The ‘difficult second album’, the “sophomore jinx”; call it what you will, but it remains one of the biggest clichés in music writing. Yeasayer’s Odd Blood was a brilliant follow up to their excellent debut All Hour Cymbals and both would feature in my list of the top albums of the 00′s. It is at the third time of asking, however, that the Brookyln-based three piece have come unstuck. The rather limply-titled Fragrant World is not a bad album per se, just disappointing from the standards one would expect from a band as creative as Yeasayer.

It must be a difficult choice; produce more of the same and please the populists, but face accusations of recycling a winning formula, or go too far in a different (often commercial) direction and alienate your original fan base.

 

The result is some kind of compromise, the classic Yeasayer ‘massive percussion and more instruments that you can shake a synthesised maraca at’ approach is still present but accompanying it is too much introspective and often mid-tempo meandering. The rough edges have been sawn off and what is left feels overly smooth and functional.
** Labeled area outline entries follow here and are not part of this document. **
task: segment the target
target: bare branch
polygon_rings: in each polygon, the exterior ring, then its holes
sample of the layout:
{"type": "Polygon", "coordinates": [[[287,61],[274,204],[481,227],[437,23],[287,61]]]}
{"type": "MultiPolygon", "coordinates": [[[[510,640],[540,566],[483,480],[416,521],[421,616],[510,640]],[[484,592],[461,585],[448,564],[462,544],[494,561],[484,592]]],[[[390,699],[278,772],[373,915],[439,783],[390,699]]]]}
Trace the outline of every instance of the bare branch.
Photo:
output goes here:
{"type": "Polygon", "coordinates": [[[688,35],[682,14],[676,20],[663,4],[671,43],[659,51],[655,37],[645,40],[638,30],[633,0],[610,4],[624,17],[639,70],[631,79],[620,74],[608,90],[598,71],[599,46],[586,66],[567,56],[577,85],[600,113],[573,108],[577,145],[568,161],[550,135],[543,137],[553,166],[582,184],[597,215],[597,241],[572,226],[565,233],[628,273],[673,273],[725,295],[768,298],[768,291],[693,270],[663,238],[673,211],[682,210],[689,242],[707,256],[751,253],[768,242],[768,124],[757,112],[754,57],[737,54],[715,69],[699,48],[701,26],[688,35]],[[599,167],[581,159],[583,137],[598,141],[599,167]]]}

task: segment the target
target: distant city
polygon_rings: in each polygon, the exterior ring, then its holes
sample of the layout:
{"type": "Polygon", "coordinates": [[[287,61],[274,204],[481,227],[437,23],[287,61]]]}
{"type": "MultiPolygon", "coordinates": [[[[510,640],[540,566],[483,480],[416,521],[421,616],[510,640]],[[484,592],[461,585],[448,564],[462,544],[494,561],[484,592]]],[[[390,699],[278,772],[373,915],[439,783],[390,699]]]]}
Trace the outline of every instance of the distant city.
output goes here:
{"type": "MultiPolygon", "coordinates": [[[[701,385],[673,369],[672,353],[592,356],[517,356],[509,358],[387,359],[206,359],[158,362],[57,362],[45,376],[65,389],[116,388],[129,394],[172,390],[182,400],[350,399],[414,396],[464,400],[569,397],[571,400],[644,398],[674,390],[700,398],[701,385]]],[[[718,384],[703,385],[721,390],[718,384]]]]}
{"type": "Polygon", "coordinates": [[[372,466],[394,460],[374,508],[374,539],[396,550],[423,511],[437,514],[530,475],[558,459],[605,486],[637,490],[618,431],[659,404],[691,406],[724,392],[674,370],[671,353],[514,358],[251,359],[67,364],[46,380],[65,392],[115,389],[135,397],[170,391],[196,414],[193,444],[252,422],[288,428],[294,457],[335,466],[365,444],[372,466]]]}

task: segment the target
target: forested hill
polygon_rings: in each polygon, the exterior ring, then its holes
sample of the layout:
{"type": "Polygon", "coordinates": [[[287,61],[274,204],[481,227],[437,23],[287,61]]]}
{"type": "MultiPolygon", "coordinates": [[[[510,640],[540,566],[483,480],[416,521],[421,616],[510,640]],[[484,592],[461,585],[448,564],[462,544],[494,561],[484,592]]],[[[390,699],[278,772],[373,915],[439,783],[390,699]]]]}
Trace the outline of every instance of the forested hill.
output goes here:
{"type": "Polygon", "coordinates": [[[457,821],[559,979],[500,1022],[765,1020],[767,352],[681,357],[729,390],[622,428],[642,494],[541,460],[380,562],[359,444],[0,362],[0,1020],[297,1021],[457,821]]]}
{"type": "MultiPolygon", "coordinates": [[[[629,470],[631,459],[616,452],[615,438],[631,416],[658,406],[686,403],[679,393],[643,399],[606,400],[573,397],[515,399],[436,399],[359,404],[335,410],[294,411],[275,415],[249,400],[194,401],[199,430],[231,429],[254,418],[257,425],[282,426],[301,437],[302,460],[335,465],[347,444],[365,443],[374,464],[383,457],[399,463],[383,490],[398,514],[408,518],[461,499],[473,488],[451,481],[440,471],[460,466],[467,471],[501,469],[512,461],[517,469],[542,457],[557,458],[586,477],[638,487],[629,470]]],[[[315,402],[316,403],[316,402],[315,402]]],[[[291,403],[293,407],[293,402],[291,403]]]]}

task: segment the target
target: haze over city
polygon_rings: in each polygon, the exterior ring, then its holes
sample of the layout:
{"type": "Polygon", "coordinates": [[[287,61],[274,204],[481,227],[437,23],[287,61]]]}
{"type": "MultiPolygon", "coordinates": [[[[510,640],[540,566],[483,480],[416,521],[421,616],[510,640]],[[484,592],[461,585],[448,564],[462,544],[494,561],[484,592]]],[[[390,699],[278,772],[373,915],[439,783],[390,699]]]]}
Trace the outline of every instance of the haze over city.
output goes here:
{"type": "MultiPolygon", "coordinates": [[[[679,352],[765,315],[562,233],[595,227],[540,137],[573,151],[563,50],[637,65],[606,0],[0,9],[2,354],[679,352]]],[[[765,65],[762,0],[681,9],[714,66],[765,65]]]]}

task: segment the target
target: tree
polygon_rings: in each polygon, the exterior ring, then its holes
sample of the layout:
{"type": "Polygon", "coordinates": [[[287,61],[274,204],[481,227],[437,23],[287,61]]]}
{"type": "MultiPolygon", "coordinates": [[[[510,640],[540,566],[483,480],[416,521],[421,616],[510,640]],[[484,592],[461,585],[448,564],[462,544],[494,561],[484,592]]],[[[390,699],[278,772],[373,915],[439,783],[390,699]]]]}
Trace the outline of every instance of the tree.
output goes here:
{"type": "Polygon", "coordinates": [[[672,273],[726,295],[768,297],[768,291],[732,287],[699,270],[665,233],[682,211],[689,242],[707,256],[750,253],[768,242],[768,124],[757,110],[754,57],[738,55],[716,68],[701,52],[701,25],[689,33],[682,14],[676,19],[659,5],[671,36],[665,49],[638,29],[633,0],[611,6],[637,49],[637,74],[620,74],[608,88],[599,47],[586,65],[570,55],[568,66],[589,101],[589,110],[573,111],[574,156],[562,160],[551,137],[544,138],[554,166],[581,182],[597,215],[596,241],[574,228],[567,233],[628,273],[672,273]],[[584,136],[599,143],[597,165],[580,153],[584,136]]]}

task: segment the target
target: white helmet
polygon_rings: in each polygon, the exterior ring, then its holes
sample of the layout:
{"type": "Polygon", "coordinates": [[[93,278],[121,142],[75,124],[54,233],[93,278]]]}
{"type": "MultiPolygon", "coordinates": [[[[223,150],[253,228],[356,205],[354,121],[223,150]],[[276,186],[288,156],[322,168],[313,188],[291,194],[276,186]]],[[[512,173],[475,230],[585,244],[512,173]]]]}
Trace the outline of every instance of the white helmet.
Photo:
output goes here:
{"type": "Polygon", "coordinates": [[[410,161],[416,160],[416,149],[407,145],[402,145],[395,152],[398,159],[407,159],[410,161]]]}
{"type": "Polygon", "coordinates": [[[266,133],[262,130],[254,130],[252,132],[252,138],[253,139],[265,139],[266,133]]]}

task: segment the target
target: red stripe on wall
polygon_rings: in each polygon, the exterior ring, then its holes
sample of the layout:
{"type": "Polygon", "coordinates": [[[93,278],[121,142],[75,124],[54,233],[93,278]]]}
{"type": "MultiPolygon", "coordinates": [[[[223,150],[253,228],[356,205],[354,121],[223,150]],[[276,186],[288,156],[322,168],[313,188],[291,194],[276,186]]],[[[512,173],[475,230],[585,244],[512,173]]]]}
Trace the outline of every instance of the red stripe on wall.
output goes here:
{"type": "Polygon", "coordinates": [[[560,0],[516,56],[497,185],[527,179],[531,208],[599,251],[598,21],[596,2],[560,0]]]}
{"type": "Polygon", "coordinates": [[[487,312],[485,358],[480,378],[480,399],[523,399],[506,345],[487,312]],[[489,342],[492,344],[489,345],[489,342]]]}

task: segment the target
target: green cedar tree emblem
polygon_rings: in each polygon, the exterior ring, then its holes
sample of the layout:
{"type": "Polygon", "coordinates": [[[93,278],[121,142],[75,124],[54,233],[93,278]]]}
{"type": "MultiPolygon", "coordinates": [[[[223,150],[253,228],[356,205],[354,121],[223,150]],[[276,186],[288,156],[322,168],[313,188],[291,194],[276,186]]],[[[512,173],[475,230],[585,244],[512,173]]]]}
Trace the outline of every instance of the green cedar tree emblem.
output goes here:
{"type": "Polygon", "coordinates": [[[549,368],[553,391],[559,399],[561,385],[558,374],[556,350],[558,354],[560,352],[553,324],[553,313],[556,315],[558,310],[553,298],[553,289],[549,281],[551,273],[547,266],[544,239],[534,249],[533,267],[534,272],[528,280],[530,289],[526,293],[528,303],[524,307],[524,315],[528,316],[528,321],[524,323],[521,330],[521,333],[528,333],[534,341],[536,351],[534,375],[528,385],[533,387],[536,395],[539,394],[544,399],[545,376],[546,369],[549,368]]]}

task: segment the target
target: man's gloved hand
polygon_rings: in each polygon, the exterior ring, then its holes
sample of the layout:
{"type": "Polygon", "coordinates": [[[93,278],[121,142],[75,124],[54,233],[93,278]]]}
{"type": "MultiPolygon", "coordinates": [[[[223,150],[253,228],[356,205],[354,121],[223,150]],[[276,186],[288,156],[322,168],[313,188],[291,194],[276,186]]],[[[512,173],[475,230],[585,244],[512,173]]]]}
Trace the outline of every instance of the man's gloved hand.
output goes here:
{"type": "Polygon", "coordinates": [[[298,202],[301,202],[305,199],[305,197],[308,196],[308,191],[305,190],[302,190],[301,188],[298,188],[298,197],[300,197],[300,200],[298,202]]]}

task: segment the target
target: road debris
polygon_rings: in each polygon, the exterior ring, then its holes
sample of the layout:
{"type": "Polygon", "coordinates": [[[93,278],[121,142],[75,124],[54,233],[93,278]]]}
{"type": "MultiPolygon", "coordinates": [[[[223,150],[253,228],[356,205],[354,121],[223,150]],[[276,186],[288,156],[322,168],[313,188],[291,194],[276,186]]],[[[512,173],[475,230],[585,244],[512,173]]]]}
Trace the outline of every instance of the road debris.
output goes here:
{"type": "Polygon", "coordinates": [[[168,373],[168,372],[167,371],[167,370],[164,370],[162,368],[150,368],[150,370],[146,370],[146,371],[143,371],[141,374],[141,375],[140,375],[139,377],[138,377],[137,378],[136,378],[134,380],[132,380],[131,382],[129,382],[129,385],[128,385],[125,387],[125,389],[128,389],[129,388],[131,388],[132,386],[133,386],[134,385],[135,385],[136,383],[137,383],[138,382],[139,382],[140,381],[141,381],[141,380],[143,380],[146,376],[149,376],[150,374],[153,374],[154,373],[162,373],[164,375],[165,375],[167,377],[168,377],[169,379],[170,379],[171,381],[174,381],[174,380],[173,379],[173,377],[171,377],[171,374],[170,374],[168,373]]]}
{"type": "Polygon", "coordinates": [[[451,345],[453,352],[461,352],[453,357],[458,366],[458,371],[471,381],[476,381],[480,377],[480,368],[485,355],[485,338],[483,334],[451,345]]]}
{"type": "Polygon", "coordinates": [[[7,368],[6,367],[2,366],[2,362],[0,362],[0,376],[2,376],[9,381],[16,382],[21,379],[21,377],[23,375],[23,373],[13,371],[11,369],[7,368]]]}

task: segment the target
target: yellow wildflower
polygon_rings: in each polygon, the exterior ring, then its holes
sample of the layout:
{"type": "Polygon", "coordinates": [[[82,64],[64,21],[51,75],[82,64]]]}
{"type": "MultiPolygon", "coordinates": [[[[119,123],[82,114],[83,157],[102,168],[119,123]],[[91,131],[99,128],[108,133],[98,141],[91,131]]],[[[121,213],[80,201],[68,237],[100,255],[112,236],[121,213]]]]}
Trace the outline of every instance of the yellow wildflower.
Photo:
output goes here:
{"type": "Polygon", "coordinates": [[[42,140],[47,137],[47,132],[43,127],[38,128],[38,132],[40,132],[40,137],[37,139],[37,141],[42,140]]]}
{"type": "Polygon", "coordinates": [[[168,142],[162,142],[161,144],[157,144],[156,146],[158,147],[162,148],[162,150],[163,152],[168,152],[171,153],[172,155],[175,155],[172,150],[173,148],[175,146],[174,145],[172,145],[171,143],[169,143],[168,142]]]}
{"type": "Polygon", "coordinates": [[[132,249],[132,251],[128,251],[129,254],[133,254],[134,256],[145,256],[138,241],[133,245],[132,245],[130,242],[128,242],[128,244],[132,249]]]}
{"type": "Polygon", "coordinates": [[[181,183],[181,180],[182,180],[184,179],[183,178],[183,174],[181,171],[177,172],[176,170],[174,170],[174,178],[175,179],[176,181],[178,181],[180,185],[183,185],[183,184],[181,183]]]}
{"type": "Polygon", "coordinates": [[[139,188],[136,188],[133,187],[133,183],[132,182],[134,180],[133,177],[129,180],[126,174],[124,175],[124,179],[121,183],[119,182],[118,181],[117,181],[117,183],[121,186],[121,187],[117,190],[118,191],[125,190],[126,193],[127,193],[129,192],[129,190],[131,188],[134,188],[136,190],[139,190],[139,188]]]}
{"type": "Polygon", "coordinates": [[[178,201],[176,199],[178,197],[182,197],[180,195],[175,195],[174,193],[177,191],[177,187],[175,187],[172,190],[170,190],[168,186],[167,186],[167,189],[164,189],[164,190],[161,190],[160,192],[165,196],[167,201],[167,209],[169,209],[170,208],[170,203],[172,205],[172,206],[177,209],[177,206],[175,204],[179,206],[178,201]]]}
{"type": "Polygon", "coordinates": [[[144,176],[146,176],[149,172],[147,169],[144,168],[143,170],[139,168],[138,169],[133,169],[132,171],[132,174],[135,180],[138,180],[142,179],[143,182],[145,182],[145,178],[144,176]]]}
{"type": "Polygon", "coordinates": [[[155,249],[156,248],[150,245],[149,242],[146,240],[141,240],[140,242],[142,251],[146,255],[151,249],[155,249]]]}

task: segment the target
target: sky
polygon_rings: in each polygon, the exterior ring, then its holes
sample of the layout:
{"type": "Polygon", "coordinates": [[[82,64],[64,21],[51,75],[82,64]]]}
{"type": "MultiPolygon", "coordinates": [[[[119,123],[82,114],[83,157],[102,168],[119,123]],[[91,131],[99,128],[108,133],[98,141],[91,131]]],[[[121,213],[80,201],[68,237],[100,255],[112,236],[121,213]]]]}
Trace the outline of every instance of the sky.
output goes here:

Unfortunately this is the case for too many of the songs, ‘Blue Paper’ ‘Demon Road’, ‘Reagan’s Skeleton’ (which rips off The Beloved’s ‘Sweet Harmony) and ‘Damaged Goods’ do not match the quality of the first two albums. However, opening track ‘Fingers Never Bleed’ is so good that it will lure me into playing the album again and again just for its addictive chorus. It also introduces the pervading mood of fraught paranoid tension sustained throughout the album. Lyrically, there has been a darker shift from the nonsensical whimsy of Odd Blood to a more dystopian narrative, with prophetic warnings of mankind’s doom and destruction phrased in assuredly cryptic terms.

I was surprised to see that the two tracks the band have chosen to release as singles are ‘Henrietta’ and ‘Longevity’ when for me the obvious choice would be the slightly camp dance floor filler ‘The Devil And The Deed’, which has hipsters throwing shapes in semi-darkness written all over it. This aside, the big difference between Fragrant World and its predecessors is that is a much more cerebral album rather than a beginning to end party soundtrack. It makes you pay more attention to borrow a prog-rock term, to the musical soundscapes  most evident on the edgy, trip-hop/electro bhangra madness of ‘No Bones’ and the bizarre disjointedness of ‘Folk Hero Schtick’.

Sadly, this Thursday’s gig in London has been postponed due to family reasons, as it would have been interesting to be able to write this having gauged a live audience’s reaction to the new material. I am hopeful that what frustrates on LP  may well be brought to beautiful clarity once it is unpacked and reproduced via grander live medium.